La Commission d’Appel d’Offres et l’attribution :
La Commission d’Appel d’Offres intervient en réalité bien en amont de la signature du contrat, au moment du choix de l’attributaire.
C’est-à-dire, de l’entreprise soumissionnaire qui, si elle fournit les attestations attendues dans le délai requis, pourra signer le marché et devenir le titulaire, l’élu… [1]
Dans un précédent billet, nous vous présentions une infographie qui résume les règles de recours obligatoire à la C.A.O.
Qu’en retenir ?
- Son intervention obligatoire concerne uniquement l’attribution,
- dans toutes les procédures formalisées,
- mais uniquement les procédures formalisées,
- et seulement si le montant estimatif de la consultation dépasse les seuils européens.

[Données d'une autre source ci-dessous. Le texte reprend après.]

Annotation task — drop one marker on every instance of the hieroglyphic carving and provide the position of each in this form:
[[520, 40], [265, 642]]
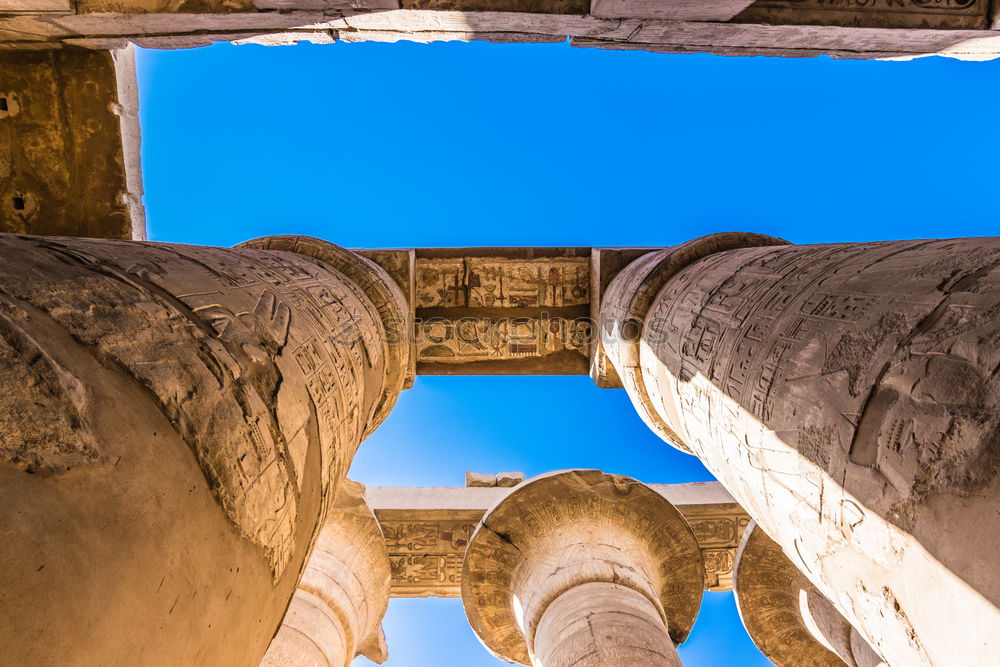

- Même toutes ces conditions réunions, il existe une exception en cas d’urgence impérieuse.
Et une fois le marché régulièrement attribué, reste encore à le signer !
L’assemblée délibérante et la signature :
Aux termes du Code Général des Collectivités Territoriales (CGCT), le Maire détient des pouvoirs en tant qu’exécutif et en tant que délégataire des décisions du Conseil municipal[2].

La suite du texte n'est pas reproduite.